The European Research Council has just announced the names of the winners of the Advanced Grant. This 2023 edition rewards in particular two researchers from the CEA's fundamental research department for their work in the fields of astrophysics and neuroscience. Anaëlle Maury is the leader of the PEBBLES project. This project consists of developing an innovative methodology to characterise the properties of dust around very young stars in the process of forming their proto-planetary disks. Dust is one of the key elements in the physical processes regulating the formation of stars and their planetary systems, but recent observations are overturning the models used until now to describe its evolution from submicron grains to pebbles. Observing and modelling the properties of dust grains during the earliest phases of disk formation promises to provide important insights into the conditions leading to the formation of solar systems such as our own. Through PEBBLES, the teams will use new dust models that are better suited to denser astrophysical environments and will use them in comparison with observations from space missions and ground-based observatories from the infrared to the millimetre range.
Since the first exoplanet was discovered in 1988, nearly 5000 have now been observed and recent studies show that these exoplanets have their first beginnings when dusty disks evolve around very young stars.

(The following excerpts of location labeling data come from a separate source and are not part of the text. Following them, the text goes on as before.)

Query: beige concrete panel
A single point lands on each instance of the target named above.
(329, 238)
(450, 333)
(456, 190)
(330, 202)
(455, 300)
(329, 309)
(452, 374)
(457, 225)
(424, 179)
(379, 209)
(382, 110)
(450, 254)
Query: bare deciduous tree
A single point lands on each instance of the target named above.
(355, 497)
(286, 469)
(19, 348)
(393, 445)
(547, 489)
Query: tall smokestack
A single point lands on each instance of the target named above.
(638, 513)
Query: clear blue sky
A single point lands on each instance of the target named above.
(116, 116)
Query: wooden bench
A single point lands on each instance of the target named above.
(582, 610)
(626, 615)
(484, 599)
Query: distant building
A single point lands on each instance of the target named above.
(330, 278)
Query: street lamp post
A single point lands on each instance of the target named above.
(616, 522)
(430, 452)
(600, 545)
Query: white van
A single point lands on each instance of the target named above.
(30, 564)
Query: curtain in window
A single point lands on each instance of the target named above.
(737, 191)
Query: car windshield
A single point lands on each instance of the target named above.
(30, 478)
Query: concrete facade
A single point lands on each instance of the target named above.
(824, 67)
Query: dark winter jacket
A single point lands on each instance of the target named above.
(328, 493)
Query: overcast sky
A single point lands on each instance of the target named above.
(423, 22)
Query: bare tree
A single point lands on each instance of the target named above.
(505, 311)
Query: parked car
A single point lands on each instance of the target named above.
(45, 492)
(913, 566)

Describing the formation processes of stars such as our Sun, and their processions of planets, is one of the most challenging questions the astrophysicics community is adressing in the modern times.
Recent observations have suggested that planets may already be present around very young stars, only a few million years old (T-Tauri stars). However, Anaëlle Maury's team has recently uncovered oddities in the optical properties of astrophysical dust around the youngest star embryos, only a few hundred thousand years old, suggesting that submicronic dust grains inherited from the ISM may have grown up to form milemeter-sized pebbles very early in star formation.

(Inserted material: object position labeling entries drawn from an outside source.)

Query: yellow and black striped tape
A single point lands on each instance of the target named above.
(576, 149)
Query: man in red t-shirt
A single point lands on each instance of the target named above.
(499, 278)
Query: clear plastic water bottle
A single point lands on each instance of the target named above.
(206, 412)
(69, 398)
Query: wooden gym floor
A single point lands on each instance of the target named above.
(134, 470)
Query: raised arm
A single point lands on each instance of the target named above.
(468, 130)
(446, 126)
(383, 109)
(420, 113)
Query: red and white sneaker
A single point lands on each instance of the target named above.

The PEBBLES project aims to develop a methodology to characterise the properties of dust within protostars. Using both size-sensitive observations of dust grains and new models for astrophysical dust, the project aims to transform our understanding of
- The properties of dust grains as protoplanetary disks begin to form, which is fundamental to understanding the early stages of planetary system formation;
- The physical processes that allow the evolution of this dust at the early stages of star formation, which are still little explored;
- The role of dust in coupling the magnetic field to the matter around protostars, thus regulating the properties of the star and its surrounding disk.

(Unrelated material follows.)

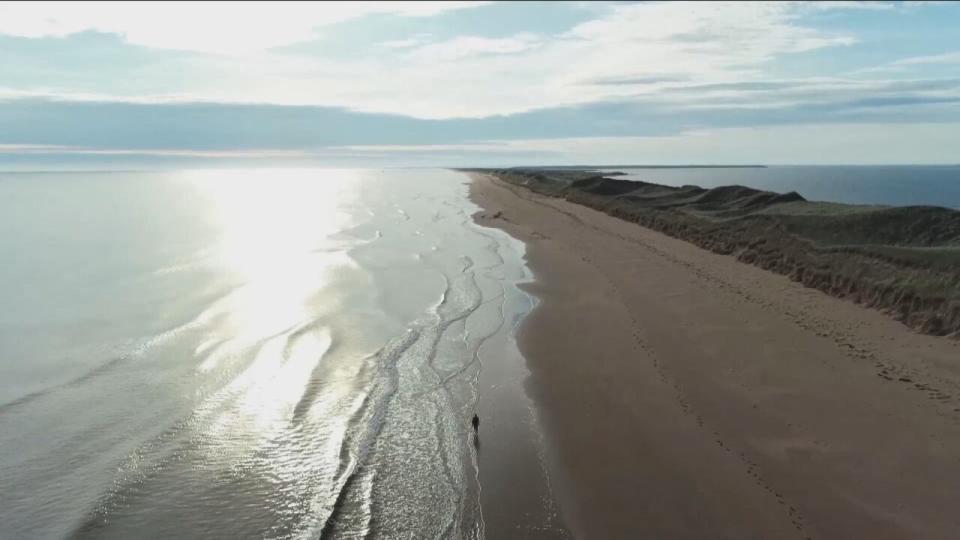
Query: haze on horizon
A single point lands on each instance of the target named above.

The project is divided into 4 work packages:
- Observations of protostellar environments in the radio domain: thermal emission and polarisation of dust;
- Characterisation of dust properties through infrared observations;
- Implementation of advanced dust models in radiative transfer tools;
- Modelling the properties and size evolution of dust during the protostellar phase when both the star and its protoplanetary disk are formed: numerical simulations.